JAKARTA- Tiga orang pengguna dan pelanggan Telkomsel menggugat PT Telkomsel menyusul jebolnya data Denny Siregar beberapa waktu lalu. Gugatan class action akan didaftarkan pada tanggal 15 Juli 2020 di PN Jakarta Selatan dengan para tergugat yaitu, Tergugat 1 PT Telkomsel, Tergugat 2 PT Telkom, Tergugat 3 Singapore Telecom Mobile TTE/Singtel Mobile.
Pelanggan Telkomsel dengan Nomor Pelanggan (62812-1225-9688), (+62812-6380-6289), dan (+62821-1401-4020) melakukan gugatan perwakilan kelas (Class Action) Pelanggan Telkomsel atas kejadian yang menimpa pelanggan Telkomsel yang data-datanya dibuka ke Publik oleh Karyawan Telkomsel secara melawan hukum.
Tim Advokasi Pelanggan Telkomsel, Ferdinand Situmorang, SE menegaskan dalam Gugatan tersebut para pelanggan Telkomsel mengugat Telkomsel, setidaknya, ada 10 tuntutan yang diajukan oleh ketiga WNI Pelanggan Telkomsel ini.
“Class action dalam Pokok Perkara menuntut agar mengabulkan gugatan Penggugat untuk keseluruhan.

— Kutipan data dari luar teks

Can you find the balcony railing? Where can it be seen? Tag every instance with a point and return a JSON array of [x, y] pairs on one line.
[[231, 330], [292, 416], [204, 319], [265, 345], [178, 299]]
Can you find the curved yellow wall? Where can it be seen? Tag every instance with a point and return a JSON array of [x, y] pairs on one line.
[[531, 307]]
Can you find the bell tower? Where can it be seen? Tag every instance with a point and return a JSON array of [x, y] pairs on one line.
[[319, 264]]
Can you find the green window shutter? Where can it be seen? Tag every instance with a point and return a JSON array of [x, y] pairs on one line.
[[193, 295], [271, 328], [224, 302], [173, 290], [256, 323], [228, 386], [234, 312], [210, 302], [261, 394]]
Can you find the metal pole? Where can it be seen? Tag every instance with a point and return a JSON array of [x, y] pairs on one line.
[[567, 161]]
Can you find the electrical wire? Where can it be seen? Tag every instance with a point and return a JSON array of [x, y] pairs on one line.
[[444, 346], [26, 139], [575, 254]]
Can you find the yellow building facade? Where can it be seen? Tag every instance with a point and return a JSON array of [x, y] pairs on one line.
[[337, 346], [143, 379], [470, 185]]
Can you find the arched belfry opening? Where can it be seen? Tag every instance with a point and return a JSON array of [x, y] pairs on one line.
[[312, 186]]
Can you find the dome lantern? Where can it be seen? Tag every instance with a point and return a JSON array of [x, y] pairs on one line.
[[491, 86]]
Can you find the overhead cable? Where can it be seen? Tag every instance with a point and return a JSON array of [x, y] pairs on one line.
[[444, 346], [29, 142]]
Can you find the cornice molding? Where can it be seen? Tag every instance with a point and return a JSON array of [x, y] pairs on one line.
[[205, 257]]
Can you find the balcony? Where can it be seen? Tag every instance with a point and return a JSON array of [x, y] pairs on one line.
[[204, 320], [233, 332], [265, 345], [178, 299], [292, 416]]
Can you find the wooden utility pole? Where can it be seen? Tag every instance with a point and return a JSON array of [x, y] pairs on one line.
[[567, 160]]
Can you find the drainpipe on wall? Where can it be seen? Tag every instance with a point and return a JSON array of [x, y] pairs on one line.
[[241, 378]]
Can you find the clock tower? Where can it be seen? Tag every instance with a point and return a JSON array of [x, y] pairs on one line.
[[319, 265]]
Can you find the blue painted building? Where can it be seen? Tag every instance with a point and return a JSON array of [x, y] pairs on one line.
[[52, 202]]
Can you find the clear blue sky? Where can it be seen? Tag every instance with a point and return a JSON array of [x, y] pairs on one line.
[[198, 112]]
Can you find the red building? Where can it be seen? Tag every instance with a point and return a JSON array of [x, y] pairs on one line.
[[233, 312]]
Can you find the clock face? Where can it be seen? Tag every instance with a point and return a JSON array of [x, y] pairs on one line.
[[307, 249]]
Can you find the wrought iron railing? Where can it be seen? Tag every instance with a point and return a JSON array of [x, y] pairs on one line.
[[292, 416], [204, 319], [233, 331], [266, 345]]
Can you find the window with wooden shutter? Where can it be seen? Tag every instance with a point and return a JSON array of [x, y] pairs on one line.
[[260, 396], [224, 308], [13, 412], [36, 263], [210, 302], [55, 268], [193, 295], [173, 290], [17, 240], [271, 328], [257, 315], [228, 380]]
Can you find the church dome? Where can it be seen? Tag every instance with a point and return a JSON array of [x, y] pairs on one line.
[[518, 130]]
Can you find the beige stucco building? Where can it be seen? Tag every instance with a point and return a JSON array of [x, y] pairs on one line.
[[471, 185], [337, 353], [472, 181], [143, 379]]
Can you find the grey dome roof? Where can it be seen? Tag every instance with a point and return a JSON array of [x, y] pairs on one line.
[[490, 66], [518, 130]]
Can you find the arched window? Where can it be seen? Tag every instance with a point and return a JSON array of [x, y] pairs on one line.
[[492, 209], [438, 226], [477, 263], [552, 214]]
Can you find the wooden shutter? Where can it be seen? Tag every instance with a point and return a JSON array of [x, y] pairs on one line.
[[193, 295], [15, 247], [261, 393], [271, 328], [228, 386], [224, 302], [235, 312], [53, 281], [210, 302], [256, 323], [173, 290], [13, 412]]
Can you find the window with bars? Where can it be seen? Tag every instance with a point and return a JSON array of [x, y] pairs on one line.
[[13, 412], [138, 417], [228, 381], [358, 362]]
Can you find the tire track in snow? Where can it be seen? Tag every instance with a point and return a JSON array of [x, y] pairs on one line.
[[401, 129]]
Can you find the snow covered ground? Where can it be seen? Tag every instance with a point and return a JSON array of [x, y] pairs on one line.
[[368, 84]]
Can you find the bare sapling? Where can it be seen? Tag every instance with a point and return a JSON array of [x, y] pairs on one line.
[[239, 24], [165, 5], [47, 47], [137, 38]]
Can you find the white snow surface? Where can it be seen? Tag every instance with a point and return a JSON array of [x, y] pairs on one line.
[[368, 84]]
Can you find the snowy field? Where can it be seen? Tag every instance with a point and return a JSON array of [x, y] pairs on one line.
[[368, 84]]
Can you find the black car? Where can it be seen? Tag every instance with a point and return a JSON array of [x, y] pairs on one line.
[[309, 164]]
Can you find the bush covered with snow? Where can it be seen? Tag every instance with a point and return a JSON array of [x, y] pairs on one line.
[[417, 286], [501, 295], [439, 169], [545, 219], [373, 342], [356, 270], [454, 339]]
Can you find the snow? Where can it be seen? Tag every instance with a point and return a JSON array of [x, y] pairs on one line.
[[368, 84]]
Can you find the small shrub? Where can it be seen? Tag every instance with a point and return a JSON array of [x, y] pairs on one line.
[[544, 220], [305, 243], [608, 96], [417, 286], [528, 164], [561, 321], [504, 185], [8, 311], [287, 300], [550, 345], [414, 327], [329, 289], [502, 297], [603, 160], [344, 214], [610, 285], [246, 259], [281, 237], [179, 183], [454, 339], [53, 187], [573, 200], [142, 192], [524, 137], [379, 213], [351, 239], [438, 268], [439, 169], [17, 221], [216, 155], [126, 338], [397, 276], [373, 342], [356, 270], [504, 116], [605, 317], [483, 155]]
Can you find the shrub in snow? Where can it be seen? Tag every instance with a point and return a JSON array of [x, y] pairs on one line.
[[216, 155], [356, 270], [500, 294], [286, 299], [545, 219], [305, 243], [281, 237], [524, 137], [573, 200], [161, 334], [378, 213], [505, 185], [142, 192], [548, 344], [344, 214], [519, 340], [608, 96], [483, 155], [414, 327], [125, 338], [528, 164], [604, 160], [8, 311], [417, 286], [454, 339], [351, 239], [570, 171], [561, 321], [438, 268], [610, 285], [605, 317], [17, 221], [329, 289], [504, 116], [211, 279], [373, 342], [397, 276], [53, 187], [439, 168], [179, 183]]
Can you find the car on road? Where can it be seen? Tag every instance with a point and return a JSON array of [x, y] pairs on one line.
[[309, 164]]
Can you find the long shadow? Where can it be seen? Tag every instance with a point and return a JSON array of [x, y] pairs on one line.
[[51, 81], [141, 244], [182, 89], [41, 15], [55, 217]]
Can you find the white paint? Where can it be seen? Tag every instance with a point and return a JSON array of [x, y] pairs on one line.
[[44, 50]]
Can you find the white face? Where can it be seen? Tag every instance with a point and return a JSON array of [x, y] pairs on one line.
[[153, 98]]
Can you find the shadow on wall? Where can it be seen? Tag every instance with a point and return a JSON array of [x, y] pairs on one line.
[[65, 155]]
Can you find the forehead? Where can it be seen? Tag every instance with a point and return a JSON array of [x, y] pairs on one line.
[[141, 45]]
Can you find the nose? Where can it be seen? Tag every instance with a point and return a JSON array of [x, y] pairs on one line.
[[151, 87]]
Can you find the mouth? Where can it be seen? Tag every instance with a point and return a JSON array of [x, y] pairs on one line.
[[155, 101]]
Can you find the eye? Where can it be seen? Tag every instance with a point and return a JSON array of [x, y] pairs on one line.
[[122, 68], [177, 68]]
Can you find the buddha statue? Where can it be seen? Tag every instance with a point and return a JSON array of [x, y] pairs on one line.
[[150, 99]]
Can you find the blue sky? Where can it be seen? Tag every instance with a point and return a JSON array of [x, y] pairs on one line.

Menyatakan perbuatan Para Tergugat yang telah menyalahgunakan dan/atau membocorkan data-data pribadi milik masyarakat Indonesia pengguna Telkomsel di Indonesia adalah Perbuatan Melawan Hukum,” tegasnya dalam rilis yang diterima Tungkumenyala.com di Jakarta Minggu (12/7).
Ia juga menuntut agar menghukum Para Tergugat untuk meminta maaf secara tertulis dan terbuka kepada Pemerintah Indonesia dan masyarakat Indonesia khususnya pengguna Telkomsel di Indonesia dengan cara dipublikasikan selama tujuh (7) hari berturut-turut di media massa nasional baik cetak maupun elektronik sejak putusan ini berkekuatan hukum tetap.
“Menghukum Para Tergugat secara tanggung renteng untuk mengganti rugi. Ganti rugi berupa kerugian materiil sebesar Rp 200.933.320.000 (dua ratus milyar sembilan ratus tiga puluh tiga juta tiga ratus dua puluh ribu rupiah) dan kerugian imateriil sebesar Rp 15.976.660.000.000 Lima belas triliun sembilan ratus enam puluh tujuh milyar enam ratus enam puluh enam juta rupiah,” tegasnya.
Para Tergugat menurutnya juga patut membayar uang paksa (dwangsom) yang besarnya uang paksa (dwangsom) diputuskan berdasarkan Peraturan Perundang-Undangan atau sebesar Rp 100 000.000 (seratus juta rupiah) setiap hari terlambat memenuhi isi putusan terhitung sejak putusan ini mempunyai kekuatan hukum yang tetap (incracht).
“Menetapkan dan meletakkan sita jaminan terhadap gedung kantor Telkomsel dan menghukum Para Tergugat, untuk tunduk dan taat terhadap putusan ini,” tegasnya.
Ferdinand mengatakan putusan ini dapat dilaksanakan terlebih dahulu meskipun ada upaya hukum perlawanan, banding, kasasi, dan/atau upaya hukum lainnya (uitvoerbar bij vorraad).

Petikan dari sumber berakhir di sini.